The Pennsylvania Supreme Court has once again vacated the death penalty for a man found guilty of a 1994 strangulation, ruling on Thursday that his counsel was ineffective because the attorney failed to object to evidence that painted the accused as an aspiring serial killer.
Wayne Smith will be allowed to have another penalty-phase hearing, where a jury will decide if he should be given a death sentence on a first degree murder conviction secured nearly 31 years ago, according to a 28-page opinion.
The high court came to its decision after finding that jurors were allowed to hear irrelevant and highly prejudicial evidence before unanimously agreeing in 2012 that Smith should be sentenced to death.
While Smith's attorney initially objected to the evidence's appearance, the lawyer did not oppose it when the Commonwealth presented it to the jury, the opinion said. This failure meant that Smith's original objection was not preserved for the purposes of an appeal, the opinion noted.
The high court said that Smith's counsel "rendered ineffective assistance by failing to object properly to the admissibility of the reading-material and serial-killer evidence." The opinion reversed a Delaware County Court's February 2024 order, which dismissed Smith's challenge to the 2012 outcome.
The three-decade legal saga begins with Smith being accused of strangling Eileen Jones in 1994. Just a year later, he was convicted of first degree murder. He was sentenced to death, a sentence initially upheld by the Pennsylvania Supreme Court in 1997. But, following another appeal, the high court vacated, in 2010, the death sentence and ordered a new penalty hearing due to ineffective assistance of counsel, according to the opinion.
At his 2012 resentencing, a jury again imposed death based on certain evidence that is at issue.
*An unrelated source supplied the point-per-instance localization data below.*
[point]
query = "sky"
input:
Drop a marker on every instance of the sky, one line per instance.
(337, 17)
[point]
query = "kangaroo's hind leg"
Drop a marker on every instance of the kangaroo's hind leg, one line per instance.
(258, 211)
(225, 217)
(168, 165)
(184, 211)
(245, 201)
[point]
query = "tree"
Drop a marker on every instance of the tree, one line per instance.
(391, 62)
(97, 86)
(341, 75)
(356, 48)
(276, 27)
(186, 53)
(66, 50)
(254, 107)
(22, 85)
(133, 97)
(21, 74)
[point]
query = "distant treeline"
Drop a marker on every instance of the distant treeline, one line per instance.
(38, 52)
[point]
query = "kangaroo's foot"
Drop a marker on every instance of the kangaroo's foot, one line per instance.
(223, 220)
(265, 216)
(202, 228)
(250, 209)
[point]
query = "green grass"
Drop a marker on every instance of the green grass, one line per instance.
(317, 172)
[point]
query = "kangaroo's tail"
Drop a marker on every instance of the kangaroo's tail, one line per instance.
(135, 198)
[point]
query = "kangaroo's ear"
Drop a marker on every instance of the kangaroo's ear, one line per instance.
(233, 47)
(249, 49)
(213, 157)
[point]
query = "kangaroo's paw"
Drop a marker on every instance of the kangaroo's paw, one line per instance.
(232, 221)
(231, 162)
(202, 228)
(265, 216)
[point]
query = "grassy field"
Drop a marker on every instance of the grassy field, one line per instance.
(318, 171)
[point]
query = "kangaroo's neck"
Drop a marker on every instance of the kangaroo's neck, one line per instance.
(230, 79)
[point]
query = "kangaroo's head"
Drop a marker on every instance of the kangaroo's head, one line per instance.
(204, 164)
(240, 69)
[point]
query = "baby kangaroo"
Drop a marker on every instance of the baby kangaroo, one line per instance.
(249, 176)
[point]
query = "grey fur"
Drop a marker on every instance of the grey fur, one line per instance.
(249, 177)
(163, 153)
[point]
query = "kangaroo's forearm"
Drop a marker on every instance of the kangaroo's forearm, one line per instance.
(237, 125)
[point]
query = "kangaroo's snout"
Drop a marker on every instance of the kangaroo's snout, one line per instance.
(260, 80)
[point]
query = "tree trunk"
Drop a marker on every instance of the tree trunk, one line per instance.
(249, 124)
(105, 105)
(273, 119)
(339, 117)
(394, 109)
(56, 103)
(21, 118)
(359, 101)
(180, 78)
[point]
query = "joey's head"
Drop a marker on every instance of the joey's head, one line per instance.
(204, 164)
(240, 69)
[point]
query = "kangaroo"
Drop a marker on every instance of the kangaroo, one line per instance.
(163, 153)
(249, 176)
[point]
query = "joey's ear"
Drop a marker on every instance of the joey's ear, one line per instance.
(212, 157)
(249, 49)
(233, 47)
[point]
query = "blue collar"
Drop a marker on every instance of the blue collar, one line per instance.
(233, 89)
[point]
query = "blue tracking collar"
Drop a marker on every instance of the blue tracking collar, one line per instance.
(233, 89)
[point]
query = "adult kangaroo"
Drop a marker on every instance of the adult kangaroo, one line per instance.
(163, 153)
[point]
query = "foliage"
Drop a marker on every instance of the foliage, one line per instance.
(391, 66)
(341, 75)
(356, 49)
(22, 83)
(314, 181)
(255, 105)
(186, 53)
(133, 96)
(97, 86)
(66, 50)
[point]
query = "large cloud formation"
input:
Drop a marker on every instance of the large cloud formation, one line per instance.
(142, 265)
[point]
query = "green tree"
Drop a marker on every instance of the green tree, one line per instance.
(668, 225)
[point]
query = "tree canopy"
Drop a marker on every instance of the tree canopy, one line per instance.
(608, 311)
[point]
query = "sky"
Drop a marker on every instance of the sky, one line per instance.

This evidence included testimony from Smith's brother, his ex-girlfriend and a detective, who all said that Smith wanted and fantasized about becoming a serial killer. These statements were supported by books Smith allegedly read, which included topics like serial killer Ted Bundy and how to commit the "perfect crime," the opinion said.
Smith appealed the sentence directly to the state supreme court, specifically attacking the trial court's decision to allow the jury to hear the serial killer evidence. In its 2015 decision, the court affirmed the death sentence. Notably, it found that Smith had waived his challenge to the admission of the evidence because his attorney at the resentencing had failed to make a timely and specific objection, according to the opinion.
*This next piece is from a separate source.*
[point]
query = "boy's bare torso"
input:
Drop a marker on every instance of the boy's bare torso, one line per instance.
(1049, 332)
Smith appealed again in 2017, this time arguing that his attorney did not provide adequate legal assistance by not objecting to the evidence, according to the opinion.
Smith's counsel, who was not named in the opinion, would later testify that he did not persist in objecting to the evidence because the "case law was not on my side."
The high court took issue with this answer because the attorney did not say which case law he discovered that allowed the evidence in. The court additionally noted that this answer was different from what the lawyer initially claimed, which was that he could not find any case law to support the objection.
"This testimony in no way addresses the admissibility of the serial-killer evidence," the high court said. "Simply put, resentencing counsel's testimony does not mitigate his failure to object properly to the evidence at issue."
Counsel information for the high court appeal was not immediately available.
The case is the Commonwealth of Pennsylvania v. Wayne A. Smith, case number 815 CAP, in the Supreme Court of Pennsylvania, Eastern District.